Full Report
New critical vulnerability with 9.0 CVSS presents systemic risk to the AI ecosystem, carries widespread implications for AI infrastructure.
Analysis Summary
# Vulnerability: Critical Container Escape in NVIDIA Container Toolkit (#NVIDIAScape)
## CVE Details
- CVE ID: CVE-2025-23266
- CVSS Score: 9.0 (Critical)
- CWE: Not explicitly stated, stems from a misconfiguration in OCI hook handling.
## Affected Systems
- Products: NVIDIA Container Toolkit (NCT), NVIDIA GPU Operator.
- Versions:
- NVIDIA Container Toolkit (NCT): All versions up to and including v1.17.7 (CDI mode only for versions prior to 1.17.5).
- NVIDIA GPU Operator: All versions up to and including 25.3.1.
- Configurations: Most acute risk in managed AI cloud services allowing customers to run custom AI containers on shared GPU infrastructure.
## Vulnerability Description
The vulnerability, dubbed #NVIDIAScape, is a critical container escape flaw stemming from a misconfiguration in how the NVIDIA Container Toolkit handles OCI hooks, specifically tied to the `enable-cuda-compat` hook.
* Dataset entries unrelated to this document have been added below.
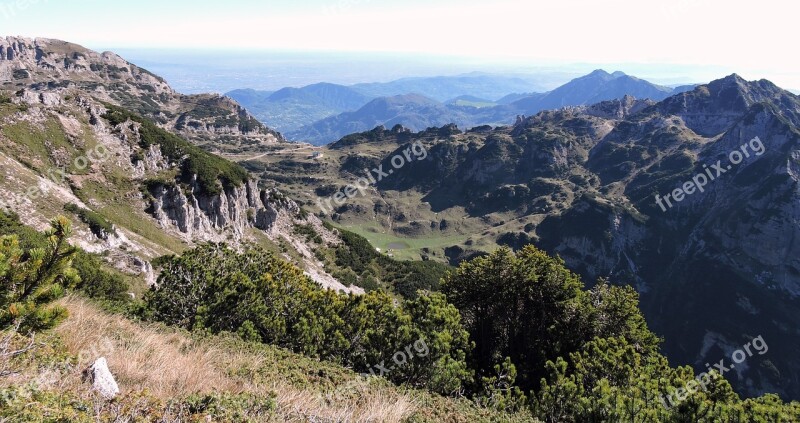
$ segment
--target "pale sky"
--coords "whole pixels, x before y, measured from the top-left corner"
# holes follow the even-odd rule
[[[0,0],[0,33],[105,49],[405,52],[498,63],[707,66],[797,89],[800,60],[790,46],[798,38],[798,12],[800,4],[789,0]]]

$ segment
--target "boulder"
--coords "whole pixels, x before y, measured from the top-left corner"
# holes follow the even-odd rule
[[[105,399],[114,399],[119,394],[119,386],[111,370],[108,369],[105,357],[98,358],[89,368],[89,373],[92,378],[92,388]]]

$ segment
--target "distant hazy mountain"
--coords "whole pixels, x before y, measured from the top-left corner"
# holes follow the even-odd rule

Successful exploitation allows a malicious container to bypass isolation measures and gain full root access to the host machine.
## Exploitation
- Status: PoC available (Exploit demonstrated with a simple three-line Dockerfile).
- Complexity: Low (Implied by the simplicity of the Dockerfile needed).
- Attack Vector: Local (Requires the ability to execute a container image on the system).
## Impact
- Confidentiality: High (Ability to access, steal, or manipulate the sensitive data and proprietary models of all other customers on the same shared hardware).
- Integrity: High (Ability to manipulate data and models).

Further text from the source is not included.